Potential Efficacy of <i>β</i>-Amyrin Targeting Mycobacterial Universal Stress Protein by In Vitro and In Silico Approach
Md Amjad Beg,
Shivangi,
Obaid Afzal,
Md Sayeed Akhtar,
Abdulmalik S. A. Altamimi,
Afzal Hussain,
Md Ali Imam,
Mohammad Naiyaz Ahmad,
Sidharth Chopra,
Fareeda Athar
Affiliations
Md Amjad Beg
Centre for Interdisciplinary Research in Basic Science, Jamia Millia Islamia, Jamia Nagar, New Delhi 110025, Uttar Pradesh, India
Shivangi
CSIR-Institute of Genomics and Integrative Biology, Mall Road, Delhi 110007, Uttar Pradesh, India
Obaid Afzal
Department of Pharmaceutical Chemistry, College of Pharmacy, Prince Sattam Bin Abdulaziz University, Al-Kharj 11942, Saudi Arabia
Md Sayeed Akhtar
Department of Clinical Pharmacy, College of Pharmacy, King Khalid University, Abha 61421, Saudi Arabia
Abdulmalik S. A. Altamimi
Department of Pharmaceutical Chemistry, College of Pharmacy, Prince Sattam Bin Abdulaziz University, Al-Kharj 11942, Saudi Arabia
Afzal Hussain
Department of Pharmaceutics, College of Pharmacy, King Saud University, Riyadh 11451, Saudi Arabia
Md Ali Imam
Centre for Interdisciplinary Research in Basic Science, Jamia Millia Islamia, Jamia Nagar, New Delhi 110025, Uttar Pradesh, India
Mohammad Naiyaz Ahmad
Division of Molecular Microbiology and Immunology, CSIR-Central Drug Research Institute, Sector 10, Janakipuram Extension, Sitapur Road, Lucknow 226031, Uttar Pradesh, India
Sidharth Chopra
Division of Molecular Microbiology and Immunology, CSIR-Central Drug Research Institute, Sector 10, Janakipuram Extension, Sitapur Road, Lucknow 226031, Uttar Pradesh, India
Fareeda Athar
Centre for Interdisciplinary Research in Basic Science, Jamia Millia Islamia, Jamia Nagar, New Delhi 110025, Uttar Pradesh, India
The emergence of drug resistance and the limited number of approved antitubercular drugs prompted identification and development of new antitubercular compounds to cure Tuberculosis (TB).
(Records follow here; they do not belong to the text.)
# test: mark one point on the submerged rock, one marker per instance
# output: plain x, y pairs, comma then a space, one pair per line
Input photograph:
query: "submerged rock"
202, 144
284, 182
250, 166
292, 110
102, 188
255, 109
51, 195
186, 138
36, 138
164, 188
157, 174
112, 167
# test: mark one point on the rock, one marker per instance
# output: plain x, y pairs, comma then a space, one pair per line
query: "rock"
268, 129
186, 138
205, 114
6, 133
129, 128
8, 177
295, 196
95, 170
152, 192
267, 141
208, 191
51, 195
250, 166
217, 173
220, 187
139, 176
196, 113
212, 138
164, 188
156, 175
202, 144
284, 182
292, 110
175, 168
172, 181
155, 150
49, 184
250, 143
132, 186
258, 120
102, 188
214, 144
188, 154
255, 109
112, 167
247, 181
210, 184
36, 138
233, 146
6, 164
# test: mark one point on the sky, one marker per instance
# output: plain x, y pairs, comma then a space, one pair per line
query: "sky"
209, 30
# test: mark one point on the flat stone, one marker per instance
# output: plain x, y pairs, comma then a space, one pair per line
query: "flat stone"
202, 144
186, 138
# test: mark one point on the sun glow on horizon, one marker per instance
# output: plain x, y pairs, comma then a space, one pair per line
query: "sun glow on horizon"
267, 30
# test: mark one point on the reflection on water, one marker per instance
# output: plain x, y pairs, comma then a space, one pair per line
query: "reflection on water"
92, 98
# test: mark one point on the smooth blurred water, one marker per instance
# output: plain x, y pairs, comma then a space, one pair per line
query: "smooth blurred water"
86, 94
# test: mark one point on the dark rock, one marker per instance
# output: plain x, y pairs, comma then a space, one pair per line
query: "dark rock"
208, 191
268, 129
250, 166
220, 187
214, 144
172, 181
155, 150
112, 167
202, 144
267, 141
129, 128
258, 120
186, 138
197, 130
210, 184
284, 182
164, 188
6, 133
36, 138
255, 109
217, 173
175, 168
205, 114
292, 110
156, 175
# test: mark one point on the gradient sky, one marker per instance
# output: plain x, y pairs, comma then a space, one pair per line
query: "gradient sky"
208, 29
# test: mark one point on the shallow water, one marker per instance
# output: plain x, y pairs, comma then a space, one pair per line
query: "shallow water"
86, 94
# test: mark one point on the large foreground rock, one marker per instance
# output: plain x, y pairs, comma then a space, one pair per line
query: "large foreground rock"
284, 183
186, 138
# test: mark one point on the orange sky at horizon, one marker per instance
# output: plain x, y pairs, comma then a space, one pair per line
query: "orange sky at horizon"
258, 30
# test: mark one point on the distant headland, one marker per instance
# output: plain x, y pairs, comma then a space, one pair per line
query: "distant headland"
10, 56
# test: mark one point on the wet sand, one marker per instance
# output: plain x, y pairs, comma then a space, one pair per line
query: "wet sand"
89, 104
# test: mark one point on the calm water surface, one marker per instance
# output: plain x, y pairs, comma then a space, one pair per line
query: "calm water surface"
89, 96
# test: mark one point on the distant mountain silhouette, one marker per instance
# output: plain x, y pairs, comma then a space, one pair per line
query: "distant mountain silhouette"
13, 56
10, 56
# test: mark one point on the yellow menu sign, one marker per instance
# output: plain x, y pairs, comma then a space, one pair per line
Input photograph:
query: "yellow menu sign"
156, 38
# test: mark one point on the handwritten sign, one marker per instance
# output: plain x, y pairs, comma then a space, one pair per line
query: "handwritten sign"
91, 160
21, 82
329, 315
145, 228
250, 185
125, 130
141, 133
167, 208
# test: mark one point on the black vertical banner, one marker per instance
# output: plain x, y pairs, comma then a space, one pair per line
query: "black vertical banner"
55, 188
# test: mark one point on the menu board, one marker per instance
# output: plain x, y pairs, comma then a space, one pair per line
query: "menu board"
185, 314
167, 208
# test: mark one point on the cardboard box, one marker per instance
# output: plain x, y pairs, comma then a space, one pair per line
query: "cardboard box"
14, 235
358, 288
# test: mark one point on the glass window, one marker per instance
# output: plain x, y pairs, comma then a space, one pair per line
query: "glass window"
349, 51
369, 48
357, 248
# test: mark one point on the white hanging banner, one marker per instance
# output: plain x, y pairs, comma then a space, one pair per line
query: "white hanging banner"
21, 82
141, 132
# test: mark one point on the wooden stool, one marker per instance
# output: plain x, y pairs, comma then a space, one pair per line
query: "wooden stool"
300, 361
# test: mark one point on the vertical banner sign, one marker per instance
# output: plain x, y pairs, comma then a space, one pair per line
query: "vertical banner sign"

In this work, an attempt was made to identify potential natural compounds that target mycobacterial proteins. Three plant extracts (A. aspera, C. gigantea and C. procera) were investigated. The ethyl acetate fraction of the aerial part of A. aspera and the flower ash of C. gigantea were found to be effective against M. tuberculosis H37Rv. Furthermore, the GC-MS analysis of the plant fractions confirmed the presence of active compounds in the extracts. The Mycobacterium target proteins, i.e., available PDB dataset proteins and proteins classified in virulence, detoxification, and adaptation, were investigated. A total of ten target proteins were shortlisted for further study, identified as follows: BpoC, RipA, MazF4, RipD, TB15.3, VapC15, VapC20, VapC21, TB31.7, and MazF9. Molecular docking studies showed that β-amyrin interacted with most of these proteins and its highest binding affinity was observed with Mycobacterium Rv1636 (TB15.3) protein. The stability of the protein-ligand complex was assessed by molecular dynamic simulation, which confirmed that β-amyrin most firmly interacted with Rv1636 protein. Rv1636 is a universal stress protein, which regulates Mycobacterium growth in different stress conditions and, thus, targeting Rv1636 makes M. tuberculosis vulnerable to host-derived stress conditions.